Puisque ce type d’embarcation existe depuis longtemps et qu’il peut être restauré à plusieurs reprises, il est possible pour les gens du métier de devoir travailler sur des pièces qui ont été construites il y a plus d’une centaine d’années. « Avec le gars qui m’a initié à ça, la réparation et la fabrication, le plus vieux canot que j’ai eu l’occasion de travailler dessus, il avait 137 ans! C’était en 96-97 environ, alors le canot avait été bâti en 1880 et quelques, 1870 peut-être », raconte le copropriétaire.

Mais d’où vient la clientèle?
À l’ère des réseaux sociaux, il est maintenant plus facile de se faire connaître à plus grande échelle. Parce contre, même si les demandes peuvent provenir d’un peu partout, les propriétaires veulent privilégier les clients de la région concernant la portion restauration de canot, principalement pour éviter les coûts de transport. Cependant, lorsque l’entreprise va s’agrandir, ils ne rejettent pas l’idée d’exporter ailleurs au Canada. Toutefois, pour l’instant, « Ça va rester artisanal. Ça va être du sur-mesure, c’est du personnalisé et c’est quelque chose qui est important pour nous, de rester, pas petit, mais de rester personnel avec le client », explique-t-il.

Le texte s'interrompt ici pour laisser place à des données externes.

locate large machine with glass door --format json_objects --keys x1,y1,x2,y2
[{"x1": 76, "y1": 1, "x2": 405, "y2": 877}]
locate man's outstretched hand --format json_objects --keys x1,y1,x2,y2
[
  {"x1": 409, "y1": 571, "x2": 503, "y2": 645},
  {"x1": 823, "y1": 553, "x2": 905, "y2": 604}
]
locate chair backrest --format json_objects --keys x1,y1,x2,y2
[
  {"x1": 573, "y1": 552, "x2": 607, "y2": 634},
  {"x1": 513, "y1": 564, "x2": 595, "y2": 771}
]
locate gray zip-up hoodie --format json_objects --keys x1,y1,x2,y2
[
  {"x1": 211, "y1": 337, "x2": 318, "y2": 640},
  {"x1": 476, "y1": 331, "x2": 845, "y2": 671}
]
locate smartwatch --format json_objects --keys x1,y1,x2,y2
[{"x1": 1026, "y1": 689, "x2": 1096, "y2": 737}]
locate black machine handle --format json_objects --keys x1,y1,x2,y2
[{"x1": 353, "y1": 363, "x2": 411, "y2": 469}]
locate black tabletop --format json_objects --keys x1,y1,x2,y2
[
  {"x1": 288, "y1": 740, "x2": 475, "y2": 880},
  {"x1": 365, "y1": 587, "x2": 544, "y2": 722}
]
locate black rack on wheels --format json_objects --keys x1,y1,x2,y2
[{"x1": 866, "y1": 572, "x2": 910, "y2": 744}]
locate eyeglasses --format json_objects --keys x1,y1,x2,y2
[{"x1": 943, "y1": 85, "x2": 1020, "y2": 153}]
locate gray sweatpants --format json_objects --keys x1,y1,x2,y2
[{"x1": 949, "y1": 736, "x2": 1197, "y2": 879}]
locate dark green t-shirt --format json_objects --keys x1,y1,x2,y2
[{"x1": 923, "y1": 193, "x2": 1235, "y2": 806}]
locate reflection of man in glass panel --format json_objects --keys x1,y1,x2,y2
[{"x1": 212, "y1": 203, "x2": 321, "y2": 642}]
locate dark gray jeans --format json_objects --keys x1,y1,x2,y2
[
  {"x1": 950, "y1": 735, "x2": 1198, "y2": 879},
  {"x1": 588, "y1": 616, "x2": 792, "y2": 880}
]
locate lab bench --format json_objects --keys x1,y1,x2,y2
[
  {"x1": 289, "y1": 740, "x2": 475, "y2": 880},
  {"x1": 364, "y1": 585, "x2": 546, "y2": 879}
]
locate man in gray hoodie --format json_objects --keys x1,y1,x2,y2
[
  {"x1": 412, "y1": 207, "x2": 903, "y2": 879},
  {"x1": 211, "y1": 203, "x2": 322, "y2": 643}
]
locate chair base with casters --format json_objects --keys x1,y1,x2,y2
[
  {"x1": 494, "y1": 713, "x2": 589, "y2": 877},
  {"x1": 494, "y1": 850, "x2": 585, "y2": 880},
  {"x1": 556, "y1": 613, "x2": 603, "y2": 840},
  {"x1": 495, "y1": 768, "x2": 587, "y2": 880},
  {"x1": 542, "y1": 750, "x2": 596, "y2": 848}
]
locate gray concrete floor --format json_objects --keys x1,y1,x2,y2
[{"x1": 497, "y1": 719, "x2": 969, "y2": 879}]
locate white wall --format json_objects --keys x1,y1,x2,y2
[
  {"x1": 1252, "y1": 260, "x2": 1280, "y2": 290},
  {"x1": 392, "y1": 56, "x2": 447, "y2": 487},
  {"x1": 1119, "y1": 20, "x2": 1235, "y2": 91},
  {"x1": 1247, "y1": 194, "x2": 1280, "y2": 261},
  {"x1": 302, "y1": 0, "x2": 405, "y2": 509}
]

Un nom avec une signification particulière
Le nom de l’entreprise, Atelier Les Becs-Scie, n’a certainement pas été choisi au hasard. Le bec-scie est l’un des plus grands canards du Québec, aussi appelé Grand Harle. « C’est un oiseau aquatique, un canard aquatique, ça rappelle donc le canot, à cause de l’eau et la nature. Dans Becs-scie, il y a le mot scie qui représente l’atelier d’ébénisterie et le mot bec qui représente le couple. L’image choisie, c’est deux becs-scie, un mâle et une femelle. » En choisissant ce nom, le couple voulait également faire un clin d’œil à leur ami qui possédait une boutique de plein air spécialisé dans le canoë-camping appelé Le Huard et de qui ils ont appris le métier.

Selon M. Lemay, la partie restauration risque de prendre une plus grande place dans l’entreprise que la fabrication. « Même si tu veux fabriquer des canots, c’est plus la restauration qui va te faire vivre. Parce que la fabrication, ton canot est neuf, dans les cinq premières années, à moins qu’il t’arrive une bad luck, t’auras pas besoin de venir me revoir. » Malgré tout, ils aimeraient bien pouvoir profiter de l’hiver pour fabriquer de nouvelles embarcations et faire les restaurations durant les autres saisons.